When they grow up, transgender adults have a hard time getting a job because the boss thinks the customers will be scared away. Doctors are afraid of treating transgender patients because they don’t know how to take care of them, and some doctors don’t really want to help them. Transgender patients like me travel to other states to see a good doctor.
 
It would be a better world if everyone knew that transgender people have the same hopes and dreams as everyone else. We like to make friends and want to go to school. Transgender people want to get good jobs and go to doctors like they are exactly the same. It really isn’t that hard to like transgender people because we are like everyone else.”

 

Sadie transitioned from male to female in kindergarten, was then home schooled until recently and is now in public school fifth grade.
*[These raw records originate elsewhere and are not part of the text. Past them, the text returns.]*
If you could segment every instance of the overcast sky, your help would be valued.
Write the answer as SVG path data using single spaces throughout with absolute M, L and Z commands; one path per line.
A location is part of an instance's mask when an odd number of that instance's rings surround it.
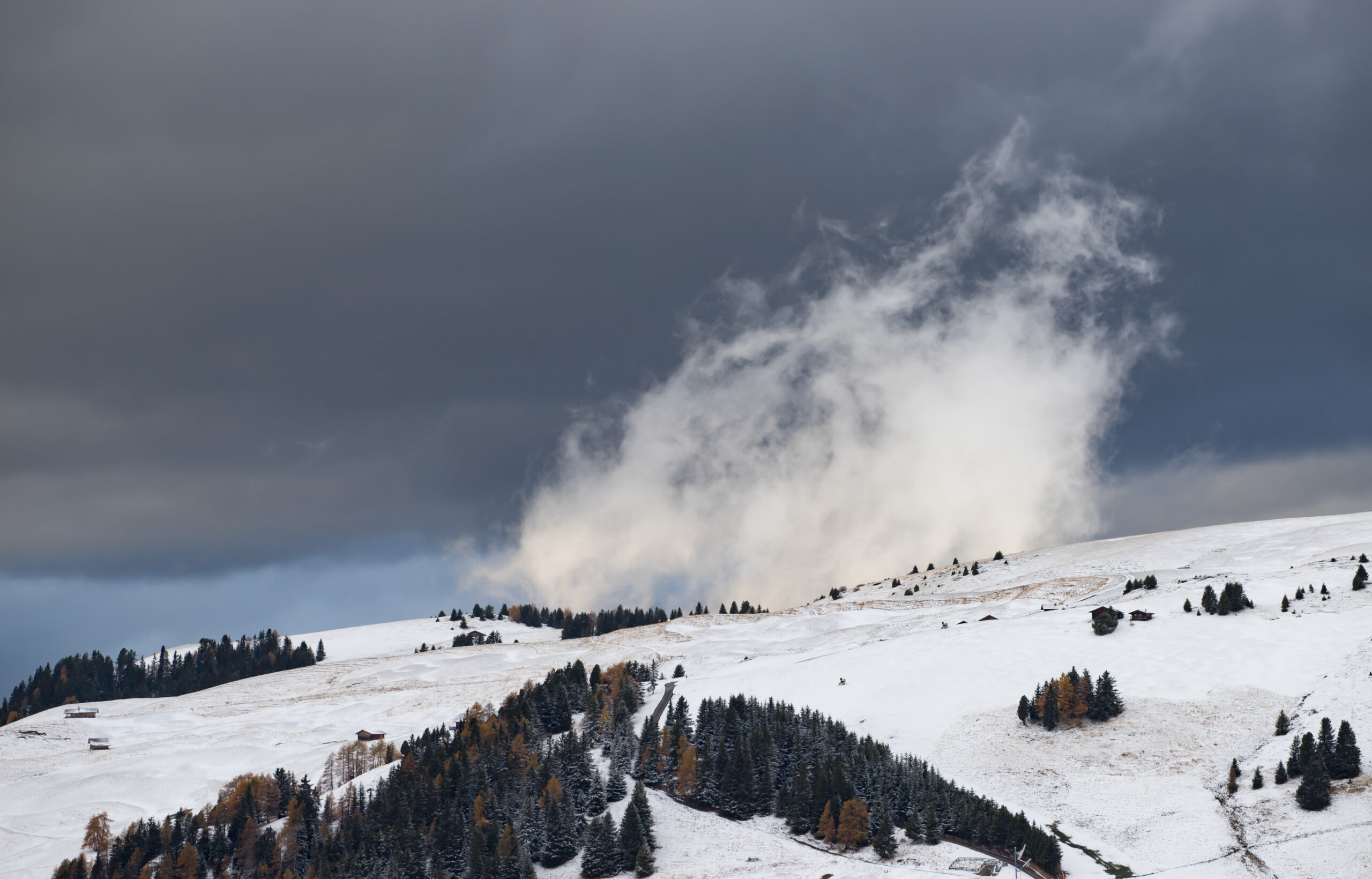
M 1369 509 L 1368 45 L 1356 0 L 8 4 L 0 684 L 469 606 L 445 547 L 723 278 L 923 228 L 1017 119 L 1147 202 L 1176 320 L 1099 532 Z

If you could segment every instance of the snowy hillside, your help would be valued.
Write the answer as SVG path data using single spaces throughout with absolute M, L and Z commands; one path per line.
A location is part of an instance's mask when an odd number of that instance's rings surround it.
M 199 808 L 240 772 L 287 767 L 318 778 L 358 728 L 401 739 L 451 723 L 578 657 L 587 666 L 682 662 L 676 694 L 693 706 L 734 693 L 809 705 L 1039 823 L 1056 821 L 1073 845 L 1136 876 L 1372 875 L 1367 773 L 1336 783 L 1334 804 L 1314 813 L 1297 808 L 1294 782 L 1270 782 L 1290 742 L 1272 735 L 1281 709 L 1297 731 L 1328 716 L 1349 720 L 1364 747 L 1372 742 L 1372 590 L 1349 587 L 1350 557 L 1361 553 L 1372 553 L 1372 513 L 1011 554 L 977 559 L 978 576 L 949 566 L 895 588 L 889 577 L 860 588 L 805 583 L 796 588 L 811 603 L 790 610 L 683 617 L 597 639 L 499 623 L 504 645 L 414 654 L 450 642 L 446 620 L 292 635 L 322 638 L 328 660 L 177 698 L 102 703 L 95 720 L 55 709 L 0 728 L 0 876 L 45 879 L 102 809 L 122 828 Z M 1122 595 L 1128 579 L 1150 573 L 1157 590 Z M 1243 583 L 1255 610 L 1183 612 L 1227 580 Z M 915 584 L 919 592 L 904 595 Z M 1310 595 L 1280 613 L 1283 595 L 1321 584 L 1328 601 Z M 849 588 L 830 599 L 836 586 Z M 1155 616 L 1096 636 L 1087 612 L 1102 603 Z M 988 614 L 996 618 L 978 621 Z M 1110 671 L 1126 712 L 1080 730 L 1022 727 L 1021 694 L 1072 666 Z M 92 735 L 110 736 L 111 750 L 86 750 Z M 1232 797 L 1231 758 L 1244 782 Z M 1254 791 L 1257 765 L 1269 782 Z M 878 864 L 870 850 L 840 857 L 808 846 L 779 821 L 735 824 L 656 794 L 653 805 L 663 876 L 929 875 L 969 854 L 903 842 L 895 863 Z M 1073 876 L 1107 875 L 1074 847 L 1065 865 Z M 575 874 L 575 863 L 541 869 Z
Her mother is supportive and actively encouraged her to write the ‘essay’ to help her express herself. With affirmation at home, she has remained confident despite open discrimination and according to her mother, Sage:

“isn’t shy or ashamed of who she is,” who adds, “I’m always ‘on’ when we go out because I never know when she’ll strike up a conversation with the person in front of her in line at Trader Joe’s. When she chats with people, she introduces herself as, ‘Hi, I’m Sadie, my favorite color is pink, I’m vegan, and I’m transgender. Who are you?'”

Discrimination does not exist in the womb, being transgender does. It is great when young people teach adults a lesson in history, identity and hope.